Whether you want to monetize your restaurant investment or grow your organization by integrating with a larger one, to maximize value in your restaurant sale, you’ll need to get your house (and books) in order.  

Here are tips to arm yourself with knowledge of where a buyer may try to poke holes, uncover opportunities you may have missed, and generally improve the speed and certainty of a closing.

1. Talk frankly about revenue.

How’s business? Has revenue moved due to pricing or foot traffic? Have any units been recently opened, closed or remodeled? Buyers will question the reliability of revenue and profit projections and need to understand what the revenue looks like on a normalized basis. Start with proof of revenue by linking revenue to cash deposits.

2. Understand vendor relationships and business costs.

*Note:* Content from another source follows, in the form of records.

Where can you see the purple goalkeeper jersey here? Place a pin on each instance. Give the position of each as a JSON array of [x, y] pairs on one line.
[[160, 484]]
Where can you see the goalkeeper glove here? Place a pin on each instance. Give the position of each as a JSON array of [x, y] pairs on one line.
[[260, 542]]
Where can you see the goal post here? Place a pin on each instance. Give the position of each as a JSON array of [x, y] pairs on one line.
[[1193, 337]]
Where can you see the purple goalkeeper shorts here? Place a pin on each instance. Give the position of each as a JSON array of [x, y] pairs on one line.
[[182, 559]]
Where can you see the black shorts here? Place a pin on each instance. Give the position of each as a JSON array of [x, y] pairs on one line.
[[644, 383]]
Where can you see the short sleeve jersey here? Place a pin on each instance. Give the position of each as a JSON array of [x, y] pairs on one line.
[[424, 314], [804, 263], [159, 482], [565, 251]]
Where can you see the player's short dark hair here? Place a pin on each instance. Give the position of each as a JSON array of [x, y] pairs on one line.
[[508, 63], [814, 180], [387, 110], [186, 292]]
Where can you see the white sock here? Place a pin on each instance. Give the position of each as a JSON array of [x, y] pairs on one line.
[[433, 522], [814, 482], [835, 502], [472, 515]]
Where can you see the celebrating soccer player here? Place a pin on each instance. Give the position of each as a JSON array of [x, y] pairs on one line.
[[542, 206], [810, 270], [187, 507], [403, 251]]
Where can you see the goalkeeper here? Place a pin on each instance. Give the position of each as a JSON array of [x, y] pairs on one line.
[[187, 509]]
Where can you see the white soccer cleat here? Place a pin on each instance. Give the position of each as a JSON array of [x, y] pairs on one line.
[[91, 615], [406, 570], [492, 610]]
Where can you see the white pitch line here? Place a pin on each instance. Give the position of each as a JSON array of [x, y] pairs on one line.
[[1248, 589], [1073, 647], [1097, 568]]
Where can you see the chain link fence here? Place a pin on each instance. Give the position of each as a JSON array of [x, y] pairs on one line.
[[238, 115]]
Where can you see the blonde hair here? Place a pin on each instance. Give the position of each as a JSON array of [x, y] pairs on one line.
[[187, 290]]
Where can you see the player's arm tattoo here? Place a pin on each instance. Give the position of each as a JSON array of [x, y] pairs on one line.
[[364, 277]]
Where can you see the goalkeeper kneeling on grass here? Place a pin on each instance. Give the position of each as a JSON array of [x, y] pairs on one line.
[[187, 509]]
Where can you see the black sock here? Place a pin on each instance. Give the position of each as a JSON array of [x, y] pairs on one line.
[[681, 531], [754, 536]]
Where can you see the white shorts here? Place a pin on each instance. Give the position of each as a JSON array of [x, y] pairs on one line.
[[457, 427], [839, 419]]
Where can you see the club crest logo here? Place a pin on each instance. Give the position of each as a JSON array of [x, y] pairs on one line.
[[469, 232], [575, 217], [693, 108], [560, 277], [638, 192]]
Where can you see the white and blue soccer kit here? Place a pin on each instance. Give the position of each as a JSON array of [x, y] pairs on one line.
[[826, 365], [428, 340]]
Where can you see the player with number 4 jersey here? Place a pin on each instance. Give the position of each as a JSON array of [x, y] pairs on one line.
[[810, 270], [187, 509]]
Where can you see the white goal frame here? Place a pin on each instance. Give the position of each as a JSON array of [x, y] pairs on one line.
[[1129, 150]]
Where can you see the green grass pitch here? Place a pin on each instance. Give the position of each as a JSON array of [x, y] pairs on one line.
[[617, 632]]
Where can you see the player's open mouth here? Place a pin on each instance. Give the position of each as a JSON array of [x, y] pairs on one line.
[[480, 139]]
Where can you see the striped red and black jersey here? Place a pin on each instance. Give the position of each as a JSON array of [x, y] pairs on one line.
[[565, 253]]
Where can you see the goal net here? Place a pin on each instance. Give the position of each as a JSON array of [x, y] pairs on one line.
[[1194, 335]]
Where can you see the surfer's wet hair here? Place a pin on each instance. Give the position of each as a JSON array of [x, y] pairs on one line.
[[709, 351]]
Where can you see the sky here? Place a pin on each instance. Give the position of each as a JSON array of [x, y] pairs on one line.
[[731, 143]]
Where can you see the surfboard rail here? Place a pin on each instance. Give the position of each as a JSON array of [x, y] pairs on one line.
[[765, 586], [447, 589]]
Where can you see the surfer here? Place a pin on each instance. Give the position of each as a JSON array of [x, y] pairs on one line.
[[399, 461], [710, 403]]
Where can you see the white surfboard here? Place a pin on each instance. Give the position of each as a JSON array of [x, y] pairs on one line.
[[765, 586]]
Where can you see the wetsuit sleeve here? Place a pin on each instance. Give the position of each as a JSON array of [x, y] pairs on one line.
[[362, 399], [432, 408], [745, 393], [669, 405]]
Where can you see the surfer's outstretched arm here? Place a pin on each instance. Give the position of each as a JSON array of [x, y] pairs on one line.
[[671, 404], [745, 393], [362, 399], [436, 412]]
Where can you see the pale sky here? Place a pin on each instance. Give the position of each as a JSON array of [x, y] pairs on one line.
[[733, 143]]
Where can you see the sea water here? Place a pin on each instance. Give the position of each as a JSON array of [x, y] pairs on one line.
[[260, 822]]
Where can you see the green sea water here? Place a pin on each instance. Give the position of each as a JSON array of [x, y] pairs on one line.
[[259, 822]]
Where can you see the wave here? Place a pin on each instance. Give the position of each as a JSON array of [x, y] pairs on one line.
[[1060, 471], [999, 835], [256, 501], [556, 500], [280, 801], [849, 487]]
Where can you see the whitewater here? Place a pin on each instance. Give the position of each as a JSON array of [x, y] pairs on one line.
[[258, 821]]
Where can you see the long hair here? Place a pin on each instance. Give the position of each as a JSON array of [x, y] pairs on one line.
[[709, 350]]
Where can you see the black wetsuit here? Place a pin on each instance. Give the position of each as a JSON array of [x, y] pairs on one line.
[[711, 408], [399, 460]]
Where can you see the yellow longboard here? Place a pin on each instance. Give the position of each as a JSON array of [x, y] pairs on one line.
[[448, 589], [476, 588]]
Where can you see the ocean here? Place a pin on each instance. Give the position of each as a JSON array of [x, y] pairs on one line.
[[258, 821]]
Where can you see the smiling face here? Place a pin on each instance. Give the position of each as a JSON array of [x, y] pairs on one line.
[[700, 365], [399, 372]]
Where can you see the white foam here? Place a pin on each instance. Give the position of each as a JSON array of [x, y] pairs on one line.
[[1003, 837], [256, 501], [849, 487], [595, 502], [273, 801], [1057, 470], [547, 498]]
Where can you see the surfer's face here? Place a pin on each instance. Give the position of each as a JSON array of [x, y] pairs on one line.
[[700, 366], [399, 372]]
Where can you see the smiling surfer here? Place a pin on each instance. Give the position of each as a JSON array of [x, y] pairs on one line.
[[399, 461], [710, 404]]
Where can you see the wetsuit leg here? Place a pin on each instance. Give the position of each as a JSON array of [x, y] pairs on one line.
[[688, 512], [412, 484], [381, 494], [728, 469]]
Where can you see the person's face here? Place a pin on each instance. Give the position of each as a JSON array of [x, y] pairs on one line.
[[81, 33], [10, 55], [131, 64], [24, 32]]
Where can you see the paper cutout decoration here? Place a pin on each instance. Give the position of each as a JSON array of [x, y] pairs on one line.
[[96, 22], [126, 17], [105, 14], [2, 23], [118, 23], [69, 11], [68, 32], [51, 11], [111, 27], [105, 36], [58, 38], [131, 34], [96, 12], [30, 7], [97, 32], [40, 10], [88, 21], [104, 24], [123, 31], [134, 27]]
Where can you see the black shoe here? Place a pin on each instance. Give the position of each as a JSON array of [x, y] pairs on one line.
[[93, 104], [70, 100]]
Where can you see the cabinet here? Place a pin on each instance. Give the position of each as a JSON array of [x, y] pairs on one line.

According to the National Restaurant Association, one-third of sales in a restaurant go to food and beverage purchases. Wholesale prices rose drastically last year, and drought conditions reduced supply. Use third-party vendors’ reports to document these business expenses so buyers see that the costs align, and also make note of suppliers who are paid in cash. Because restaurants turn their inventory so quickly, food and beverage purchases will often be close to the cost of sales. Another third of a restaurant’s sales goes toward labor costs, an expense that will increase under the Affordable Care Act. Third-party payroll reports should correspond with labor costs. Similarly, facility costs should be reconciled to lease agreements.

Sellers should be prepared to explain any significant discrepancies. Buyers will look for red flags, such as expenses or payments unrelated to running the operation. You need to have a full understanding of how your business operates to anticipate and answer these questions.